International Women’s Day 2020.
I enjoy seeing the profile on my social media feeds and events that are being under the banner of IWD. We post pictures of other women; we hold events for women to come together to celebrate the day/week. All fabulous ideas but what are we trying to say and profile by sharing a photo of fellow women in a workplace?
That we have ‘made it’? That all is sweet…look we have women in OUR workplace!
Don’t look too closely at the pictures or you might see that they hold junior positions, there are few in leadership roles. If you zoom in closely you might see the dark rings under their eyes as they were the ones up all night with a fussy child, and busy doing the cooking, washing and ironing after a long day at work. You might spot a few are missing from the photo as they were the ones that had to take a day of unpaid leave to look after a sick child or parent. Or others a missing because they have self esteem issues or feel worthless due to verbal domestic violence by their partner in the privacy of their own home.

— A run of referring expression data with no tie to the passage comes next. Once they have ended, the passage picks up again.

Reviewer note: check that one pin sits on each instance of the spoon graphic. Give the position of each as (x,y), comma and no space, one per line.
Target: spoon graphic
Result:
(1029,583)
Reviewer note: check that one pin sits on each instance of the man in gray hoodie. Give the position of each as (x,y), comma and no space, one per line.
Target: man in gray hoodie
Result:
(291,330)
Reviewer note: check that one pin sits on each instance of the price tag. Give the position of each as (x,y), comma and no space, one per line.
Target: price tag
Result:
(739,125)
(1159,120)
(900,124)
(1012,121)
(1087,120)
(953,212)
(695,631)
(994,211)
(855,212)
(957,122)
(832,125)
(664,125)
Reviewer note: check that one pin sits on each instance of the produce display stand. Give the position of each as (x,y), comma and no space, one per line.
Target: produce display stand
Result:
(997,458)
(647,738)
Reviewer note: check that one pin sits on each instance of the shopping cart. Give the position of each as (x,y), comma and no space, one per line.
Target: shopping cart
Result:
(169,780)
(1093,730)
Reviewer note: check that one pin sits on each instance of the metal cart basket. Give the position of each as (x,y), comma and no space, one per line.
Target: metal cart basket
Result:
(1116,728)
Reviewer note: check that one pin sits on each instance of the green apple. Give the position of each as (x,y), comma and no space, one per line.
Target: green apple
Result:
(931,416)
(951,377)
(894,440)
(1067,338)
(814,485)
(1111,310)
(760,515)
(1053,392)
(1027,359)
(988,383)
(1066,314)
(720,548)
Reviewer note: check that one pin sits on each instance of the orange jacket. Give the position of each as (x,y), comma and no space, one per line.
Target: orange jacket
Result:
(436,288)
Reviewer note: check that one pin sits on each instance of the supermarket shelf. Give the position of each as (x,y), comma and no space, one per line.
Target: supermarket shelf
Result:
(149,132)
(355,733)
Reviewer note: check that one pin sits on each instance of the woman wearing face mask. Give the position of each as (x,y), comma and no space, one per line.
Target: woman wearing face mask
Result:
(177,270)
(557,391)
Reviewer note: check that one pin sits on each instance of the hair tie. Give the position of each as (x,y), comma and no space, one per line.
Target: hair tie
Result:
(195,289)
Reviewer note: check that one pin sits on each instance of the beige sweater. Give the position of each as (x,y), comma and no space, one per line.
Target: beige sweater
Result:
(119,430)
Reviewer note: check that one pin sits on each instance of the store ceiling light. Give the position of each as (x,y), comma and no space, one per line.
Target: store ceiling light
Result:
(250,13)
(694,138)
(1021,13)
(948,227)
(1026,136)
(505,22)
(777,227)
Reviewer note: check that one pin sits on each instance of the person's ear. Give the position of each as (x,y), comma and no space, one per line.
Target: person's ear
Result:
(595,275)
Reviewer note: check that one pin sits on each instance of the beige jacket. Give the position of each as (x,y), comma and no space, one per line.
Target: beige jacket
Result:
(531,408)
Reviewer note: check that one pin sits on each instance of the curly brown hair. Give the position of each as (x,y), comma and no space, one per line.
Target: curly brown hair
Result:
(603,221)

But all is sweet isn’t it?
I view this day as an opportunity to openly discuss social issues and decisions that continue to enable inequality for women across many facets of our lives. I do recognise we have come a long way and we are not having to chain ourselves to fences to have the right to vote in 2020…but we can do more?
Take for example these passing remarks I have heard in my own community over the last 12 months:
March 2020: “Why aren’t they offering courses for girls, like hairdressing, beauty, childcare, aged care? Why is it only courses for the boys like mechanics and welding?”. Yep this was a comment this week from a woman who works in a job agency, a position of influence who could empower women to be what they want to be.
November 2019: Graduation day for long time unemployed, mostly women at a local college. Male trainer said to me “Well hopefully you see these ladies working in an office or a coffee shop sometime soon…”. Apparently, there isn’t opportunity to allow these women to consider a job or career in anything else?
August 2019: A woman friend was chairing a meeting, the only woman in the room. A male entered the room and asked if SHE could go get some biscuits and take a coffee order for the group. She was more annoyed at herself that she did go get the coffees and biscuits…without calling the issue out.
February 2020: “I have to go back fulltime; my son is now 12 months old. My workplace doesn’t have a return to work program so its fulltime or leave. I didn’t even know it had maternity for my first child, no one said anything”.
January 2020: “I’m leaving research. It’s too hard and brutal on my mental health to compete for grants as I’m seen as child-bearing age.” So we lose talented 26/27-year-old female scientists who could be making a huge impact for our future due this conservative attitude and decision making power held by in many cases, privileged white males over 55?
October 2019: “Its really hard trying to juggle work and being a mum, doing the housework, school things.” It seems woman still think we must do it all.
September 2019: “I’m going to get <husband and children’s father> to babysit the kids so I can go out”. Why do we still view it as babysitting when the father looks after their own children?
March 2019: “When is International Men’s Day?”…and this was asked by a woman.
We may mean well but if we continue to just profile photos of women in a workplace and use language like the comments above, change and attitude will be at a snail’s pace. As well as celebrating the contribution women, both past and present make to our society on this IWD take opportunities over lunch or coffee to talk with both males and females how we can make changes to ensure equality for the future.
Let’s make IWD more than just saying “Happy International Women’s Day”. Let’s make it more than just the “Oestrogen Club”.
Let’s make it about bringing change.
Image is a cake taken to a workplace this week to at least create a profile about the day. There were quite a few smirky smiles from the males…and they thought the cake was good but Im not sure it achieved anything about bringing change. Maybe next year!